You are viewing a plain text version of this content. The canonical link for it is here.

Posted to user@couchdb.apache.org by Steve Koppelman <st...@gmail.com> on 2012/10/04 16:39:38 UTC

Can I trust _replicator state in 1.2.0

Running couchdb 0.10, 1.0.1 and 1.1.1 over the last couple of years, I
got very familiar with the shortcomings of continuous replication.
Replication would simply stop without warning at some point, but the
replication document's status would remain "triggered". Eventually, I
just set up a cron job that periodically wiped out the entire
_replicator database and repopulated a new one. It was horrible, but
was less of a hassle than writing code to iterate through all the
replication relationships and compare the nodes' last-updated-document
timestamps for applications that could deal with a few minutes'
replication lag.

As I build out a new cluster, I'm curious to know whether it's safe to
trust a replication job's reported state under 1.2.0, or if there's
another recommended way to go. This isn't a banking or airline booking
system, so some replication lag is fine as long as there's eventual
consistency.

Rgds., etc.

-sk

Re: Can I trust _replicator state in 1.2.0

Posted by Bob Dionne <di...@dionne-associates.com>.

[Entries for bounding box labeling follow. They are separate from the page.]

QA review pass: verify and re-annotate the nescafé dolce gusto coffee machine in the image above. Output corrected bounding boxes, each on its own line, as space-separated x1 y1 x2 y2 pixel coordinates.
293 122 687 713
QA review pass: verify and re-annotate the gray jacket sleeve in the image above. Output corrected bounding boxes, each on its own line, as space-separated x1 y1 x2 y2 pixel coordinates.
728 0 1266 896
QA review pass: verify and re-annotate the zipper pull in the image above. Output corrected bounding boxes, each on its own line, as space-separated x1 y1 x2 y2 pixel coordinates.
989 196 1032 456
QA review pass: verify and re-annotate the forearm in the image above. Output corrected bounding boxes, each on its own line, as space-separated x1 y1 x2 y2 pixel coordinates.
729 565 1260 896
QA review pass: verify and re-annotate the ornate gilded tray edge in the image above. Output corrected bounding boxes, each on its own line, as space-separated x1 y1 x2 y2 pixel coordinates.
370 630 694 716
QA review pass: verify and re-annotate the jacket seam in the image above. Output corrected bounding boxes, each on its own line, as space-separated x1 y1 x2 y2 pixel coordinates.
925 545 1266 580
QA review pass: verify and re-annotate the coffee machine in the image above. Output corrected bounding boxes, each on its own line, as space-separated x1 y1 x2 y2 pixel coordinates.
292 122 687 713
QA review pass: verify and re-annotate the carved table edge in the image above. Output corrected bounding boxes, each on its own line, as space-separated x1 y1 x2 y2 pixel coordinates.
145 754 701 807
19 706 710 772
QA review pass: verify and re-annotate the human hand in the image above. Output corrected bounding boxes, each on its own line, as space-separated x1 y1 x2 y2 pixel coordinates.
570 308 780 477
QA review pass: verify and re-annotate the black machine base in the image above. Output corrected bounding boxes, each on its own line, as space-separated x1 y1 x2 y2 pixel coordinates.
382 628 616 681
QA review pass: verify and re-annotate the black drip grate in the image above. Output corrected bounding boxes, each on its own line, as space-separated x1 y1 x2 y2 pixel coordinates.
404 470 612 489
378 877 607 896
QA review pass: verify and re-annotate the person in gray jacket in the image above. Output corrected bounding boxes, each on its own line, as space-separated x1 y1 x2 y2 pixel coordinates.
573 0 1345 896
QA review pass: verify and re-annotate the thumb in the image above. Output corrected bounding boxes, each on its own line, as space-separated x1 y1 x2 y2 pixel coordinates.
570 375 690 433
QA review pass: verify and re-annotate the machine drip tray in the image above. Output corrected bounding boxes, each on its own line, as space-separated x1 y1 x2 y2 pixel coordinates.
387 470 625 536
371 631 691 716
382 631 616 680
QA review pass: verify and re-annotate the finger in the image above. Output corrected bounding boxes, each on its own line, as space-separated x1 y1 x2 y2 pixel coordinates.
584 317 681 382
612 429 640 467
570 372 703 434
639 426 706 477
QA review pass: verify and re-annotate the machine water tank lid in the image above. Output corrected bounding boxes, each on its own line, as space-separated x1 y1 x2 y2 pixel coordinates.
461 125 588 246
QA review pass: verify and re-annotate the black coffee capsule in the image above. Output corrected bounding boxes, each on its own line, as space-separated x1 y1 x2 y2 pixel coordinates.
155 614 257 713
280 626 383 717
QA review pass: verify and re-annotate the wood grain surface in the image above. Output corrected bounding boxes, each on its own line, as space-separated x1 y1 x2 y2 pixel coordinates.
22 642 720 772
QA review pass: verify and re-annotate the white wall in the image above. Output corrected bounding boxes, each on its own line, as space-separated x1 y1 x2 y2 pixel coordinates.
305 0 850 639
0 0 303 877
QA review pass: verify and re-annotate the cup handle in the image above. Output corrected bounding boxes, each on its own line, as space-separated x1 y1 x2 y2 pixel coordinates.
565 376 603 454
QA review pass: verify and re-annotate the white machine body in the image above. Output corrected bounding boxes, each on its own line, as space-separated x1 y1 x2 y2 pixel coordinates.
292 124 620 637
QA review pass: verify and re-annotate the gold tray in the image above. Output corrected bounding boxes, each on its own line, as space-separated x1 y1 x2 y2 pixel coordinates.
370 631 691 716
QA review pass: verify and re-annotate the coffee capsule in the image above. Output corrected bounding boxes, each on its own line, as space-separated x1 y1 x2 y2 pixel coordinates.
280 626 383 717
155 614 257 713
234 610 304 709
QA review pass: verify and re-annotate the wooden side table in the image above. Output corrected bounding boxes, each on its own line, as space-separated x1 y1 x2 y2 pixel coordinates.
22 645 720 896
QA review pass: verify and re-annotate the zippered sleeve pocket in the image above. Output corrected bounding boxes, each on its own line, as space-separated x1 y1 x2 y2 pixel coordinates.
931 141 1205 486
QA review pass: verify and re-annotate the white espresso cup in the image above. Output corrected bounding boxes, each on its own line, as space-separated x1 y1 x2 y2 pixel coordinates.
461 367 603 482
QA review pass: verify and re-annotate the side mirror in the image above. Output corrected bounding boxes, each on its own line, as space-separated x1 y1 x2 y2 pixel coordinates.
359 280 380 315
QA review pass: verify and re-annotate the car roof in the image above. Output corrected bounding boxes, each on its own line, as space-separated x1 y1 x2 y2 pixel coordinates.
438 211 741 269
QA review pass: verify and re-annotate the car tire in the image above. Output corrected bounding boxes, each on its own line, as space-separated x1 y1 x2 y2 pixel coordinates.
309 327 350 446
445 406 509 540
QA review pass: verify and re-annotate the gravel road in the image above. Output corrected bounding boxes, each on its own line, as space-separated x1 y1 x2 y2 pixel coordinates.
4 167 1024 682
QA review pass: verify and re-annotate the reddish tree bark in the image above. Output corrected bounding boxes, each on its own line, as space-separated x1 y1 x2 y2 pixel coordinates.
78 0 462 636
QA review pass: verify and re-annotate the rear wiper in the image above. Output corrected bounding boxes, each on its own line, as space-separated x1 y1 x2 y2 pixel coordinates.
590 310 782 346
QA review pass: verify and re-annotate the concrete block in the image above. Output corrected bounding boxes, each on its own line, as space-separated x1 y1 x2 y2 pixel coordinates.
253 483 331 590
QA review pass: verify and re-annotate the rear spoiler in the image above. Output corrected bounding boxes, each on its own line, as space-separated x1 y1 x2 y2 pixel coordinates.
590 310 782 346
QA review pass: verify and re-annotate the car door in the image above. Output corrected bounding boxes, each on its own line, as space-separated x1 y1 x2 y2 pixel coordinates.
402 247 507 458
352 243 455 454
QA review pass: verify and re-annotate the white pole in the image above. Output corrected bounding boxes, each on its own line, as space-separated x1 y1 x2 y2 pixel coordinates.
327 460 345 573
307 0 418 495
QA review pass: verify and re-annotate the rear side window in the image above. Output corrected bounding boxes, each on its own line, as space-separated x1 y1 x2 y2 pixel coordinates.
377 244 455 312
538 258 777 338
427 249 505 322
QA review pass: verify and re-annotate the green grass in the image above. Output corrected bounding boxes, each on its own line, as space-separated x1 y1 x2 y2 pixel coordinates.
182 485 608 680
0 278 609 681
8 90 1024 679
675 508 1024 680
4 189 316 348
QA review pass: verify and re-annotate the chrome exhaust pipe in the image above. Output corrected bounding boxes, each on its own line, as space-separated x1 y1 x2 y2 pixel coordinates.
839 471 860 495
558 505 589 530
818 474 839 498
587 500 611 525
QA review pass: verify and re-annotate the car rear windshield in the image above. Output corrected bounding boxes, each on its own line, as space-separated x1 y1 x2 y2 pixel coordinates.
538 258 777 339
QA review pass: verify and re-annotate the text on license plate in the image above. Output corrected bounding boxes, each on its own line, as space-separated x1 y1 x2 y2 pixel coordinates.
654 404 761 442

I think you can, though you'll need to evaluate this. 

We've been working with the latest[1] from 1.2 with reasonable results. There are still issues with occasional hangs on long running, filtered continuous replications and I think
also with how attachments are streamed. Performance could and will get better. The replicator touches a lot of the API so I think it's a place where lots of problems surface. For example, using BIFs from the binary module[2] helps ibrowse and couch_http:find_in_binary run a bit faster. When time permits these changes will find their way into CouchDB.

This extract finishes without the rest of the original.